Building Efficient and Effective OpenQA Systems for Low-Resource Languages

Question answering (QA) is the task of answering questions posed in natural language with free-form natural language answers extracted from a given passage. In the OpenQA variant, only a question text is given, and the system must retrieve relevant passages from an unstructured knowledge source and use them to provide answers, which is the case in the mainstream QA systems on the Web. QA systems currently are mostly limited to the English language due to the lack of large-scale labeled QA datasets in non-English languages. In this paper, we show that effective, low-cost OpenQA systems can be developed for low-resource languages. The key ingredients are (1) weak supervision using machine-translated labeled datasets and (2) a relevant unstructured knowledge source in the target language. Furthermore, we show that only a few hundred gold assessment examples are needed to reliably evaluate these systems. We apply our method to Turkish as a challenging case study, since English and Turkish are typologically very distinct. We present SQuAD-TR, a machine translation of SQuAD2.0, and we build our OpenQA system by adapting ColBERT-QA for Turkish. We obtain a performance improvement of 9-34% in the EM score and 13-33% in the F1 score compared to the BM25-based and DPR-based baseline QA reader models by using two versions of Wikipedia dumps spanning two years. Our results show that SQuAD-TR makes OpenQA feasible for Turkish, which we hope encourages researchers to build OpenQA systems in other low-resource languages. We make all the code, models, and the dataset publicly available.

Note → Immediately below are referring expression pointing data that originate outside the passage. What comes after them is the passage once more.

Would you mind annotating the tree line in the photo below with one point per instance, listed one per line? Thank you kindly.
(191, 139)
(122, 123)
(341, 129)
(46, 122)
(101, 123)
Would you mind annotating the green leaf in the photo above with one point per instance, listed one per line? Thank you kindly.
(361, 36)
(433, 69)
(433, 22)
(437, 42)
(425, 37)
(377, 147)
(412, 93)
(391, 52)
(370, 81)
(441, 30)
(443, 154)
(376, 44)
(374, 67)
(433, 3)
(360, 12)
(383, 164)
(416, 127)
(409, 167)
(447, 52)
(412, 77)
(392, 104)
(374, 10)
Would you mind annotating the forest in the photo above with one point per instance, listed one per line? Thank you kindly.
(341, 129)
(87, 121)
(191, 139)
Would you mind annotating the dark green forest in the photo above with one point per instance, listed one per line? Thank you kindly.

翻译：问答（QA）是一项根据给定段落，从自然语言形式的问题中抽取自由形式的自然语言答案的任务。在开放问答（OpenQA）变体中，仅提供问题文本，系统需从非结构化知识源中检索相关段落并据此提供答案，这正是当前主流网络问答系统的应用场景。目前，由于非英语语言缺乏大规模标注的问答数据集，问答系统主要局限于英语。本文证明，针对低资源语言，可以开发出高效且低成本的有效开放问答系统。关键要素包括：（1）利用机器翻译的标注数据集进行弱监督学习；（2）拥有目标语言中相关的非结构化知识源。此外，我们证明仅需数百条人工标注的评估样本即可可靠地评估这些系统。我们以土耳其语作为挑战性案例研究，因其与英语在类型学上差异显著。我们提出SQuAD-TR（SQuAD2.0的机器翻译版本），并通过将ColBERT-QA适配至土耳其语来构建开放问答系统。基于跨度两年的两个维基百科转储版本，相较于基于BM25和DPR的基线问答阅读器模型，我们在精确匹配（EM）分数上获得9-34%的提升，在F1分数上获得13-33%的提升。结果表明，SQuAD-TR使土耳其语的开放问答成为可能，这有望激励研究者在其他低资源语言中构建开放问答系统。我们将所有代码、模型和数据集公开发布。